I-D Action:draft-azinger-scalable-addressing-00.txt
Ben Jencks
ben at bjencks.net
Wed Sep 29 08:45:53 CEST 2010
On Wed, Sep 29, 2010 at 02:33, Doug Barton <dougb at dougbarton.us> wrote:
> On 9/28/2010 10:37 PM, Mark Smith wrote:
>>
>> I think one of the key things they may not realise, probably
>> because they are just treating IPv6 as nothing more than IPv4 with
>> bigger addresses, is that there is a transition period where the old
>> addresses are phased out, potentially over a number of weeks or months.
>> They probably assume it is an instant event that doesn't give them any
>> preparation time to manage the process of e.g. updating ACLs, router
>> interface configurations etc.
>
> A) Add "years" to your list of time periods. Just because an enterprise gets
> v6 doesn't mean their v4 magically goes away, and
>
> B) Do you have *any* evidence for this perspective at all? Because I'm not
> seeing it (the perspective you describe that is).
Doug,
I think Mark is talking about renumbering from one v6 prefix to
another, not about v4 to v6 migration. Specifically, the idea that you
can add the new v6 prefix to your network, run both prefixes on all
your hosts as you bring the new one up to full functionality, and only
then remove the old one as a renumbering strategy.

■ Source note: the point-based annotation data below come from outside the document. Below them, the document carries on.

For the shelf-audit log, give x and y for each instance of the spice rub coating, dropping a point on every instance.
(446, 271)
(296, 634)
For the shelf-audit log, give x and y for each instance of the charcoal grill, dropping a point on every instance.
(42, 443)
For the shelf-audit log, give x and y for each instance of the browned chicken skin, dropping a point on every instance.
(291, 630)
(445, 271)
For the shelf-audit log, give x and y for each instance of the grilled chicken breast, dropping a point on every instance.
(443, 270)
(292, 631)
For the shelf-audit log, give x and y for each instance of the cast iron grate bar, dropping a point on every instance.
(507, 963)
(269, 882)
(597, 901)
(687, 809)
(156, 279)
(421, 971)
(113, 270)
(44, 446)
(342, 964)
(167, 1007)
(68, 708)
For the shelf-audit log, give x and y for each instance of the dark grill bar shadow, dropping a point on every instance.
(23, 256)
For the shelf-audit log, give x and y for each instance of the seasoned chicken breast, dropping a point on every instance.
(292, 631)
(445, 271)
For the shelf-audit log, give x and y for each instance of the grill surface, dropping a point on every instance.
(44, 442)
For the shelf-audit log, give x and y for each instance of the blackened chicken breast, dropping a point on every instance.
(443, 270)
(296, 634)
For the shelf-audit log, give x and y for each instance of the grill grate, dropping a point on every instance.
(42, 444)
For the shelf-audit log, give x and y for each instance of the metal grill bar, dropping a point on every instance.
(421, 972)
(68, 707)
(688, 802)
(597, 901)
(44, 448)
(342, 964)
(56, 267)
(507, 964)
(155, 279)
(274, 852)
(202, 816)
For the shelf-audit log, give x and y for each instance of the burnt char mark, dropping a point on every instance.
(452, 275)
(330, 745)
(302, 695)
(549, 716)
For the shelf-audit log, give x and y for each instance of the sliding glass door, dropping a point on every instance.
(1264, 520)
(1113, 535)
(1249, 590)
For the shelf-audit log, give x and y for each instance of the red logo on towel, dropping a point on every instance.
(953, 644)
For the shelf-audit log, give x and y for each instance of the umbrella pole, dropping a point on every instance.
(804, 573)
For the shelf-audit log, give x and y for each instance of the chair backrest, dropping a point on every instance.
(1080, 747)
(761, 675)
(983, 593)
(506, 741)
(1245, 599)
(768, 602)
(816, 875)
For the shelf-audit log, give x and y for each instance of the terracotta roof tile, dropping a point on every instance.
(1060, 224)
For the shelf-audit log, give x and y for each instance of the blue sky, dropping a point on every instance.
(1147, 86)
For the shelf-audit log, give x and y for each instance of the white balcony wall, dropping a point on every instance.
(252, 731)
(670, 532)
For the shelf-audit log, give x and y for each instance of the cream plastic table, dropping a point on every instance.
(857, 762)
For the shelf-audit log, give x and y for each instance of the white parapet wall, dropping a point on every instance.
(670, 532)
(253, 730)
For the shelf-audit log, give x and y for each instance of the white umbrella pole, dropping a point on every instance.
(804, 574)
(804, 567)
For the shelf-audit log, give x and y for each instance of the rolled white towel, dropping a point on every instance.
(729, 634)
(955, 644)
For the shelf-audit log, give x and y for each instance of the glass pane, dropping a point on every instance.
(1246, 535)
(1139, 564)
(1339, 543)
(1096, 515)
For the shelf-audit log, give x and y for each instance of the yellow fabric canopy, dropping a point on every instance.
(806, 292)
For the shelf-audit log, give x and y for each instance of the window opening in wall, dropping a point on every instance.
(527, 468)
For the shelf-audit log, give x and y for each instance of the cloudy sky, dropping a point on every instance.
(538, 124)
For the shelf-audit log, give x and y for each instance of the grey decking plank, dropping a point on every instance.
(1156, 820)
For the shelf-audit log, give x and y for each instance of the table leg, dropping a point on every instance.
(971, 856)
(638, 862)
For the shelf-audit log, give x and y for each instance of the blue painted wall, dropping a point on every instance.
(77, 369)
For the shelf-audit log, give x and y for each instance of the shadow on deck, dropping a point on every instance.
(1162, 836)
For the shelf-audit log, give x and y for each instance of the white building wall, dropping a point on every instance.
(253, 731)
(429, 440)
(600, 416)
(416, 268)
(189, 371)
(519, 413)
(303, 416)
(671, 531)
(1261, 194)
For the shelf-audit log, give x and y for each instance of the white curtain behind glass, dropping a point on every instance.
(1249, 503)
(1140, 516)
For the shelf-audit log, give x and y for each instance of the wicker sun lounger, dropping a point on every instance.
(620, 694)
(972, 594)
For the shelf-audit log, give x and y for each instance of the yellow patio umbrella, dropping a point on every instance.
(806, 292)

I'd like to add that while this may have been designed in from the
beginning, v6 stacks these days still are not completely functional
when multihomed on a single interface. There are a few internet drafts
out there that provide most of a solution, but they're not RFCs yet,
and they're certainly very far from implementation. Specifically,
source address selection is fairly broken in most cases, and the
proposed solution is to give the hosts better information (which
source prefix to use for which destinations) through DHCP.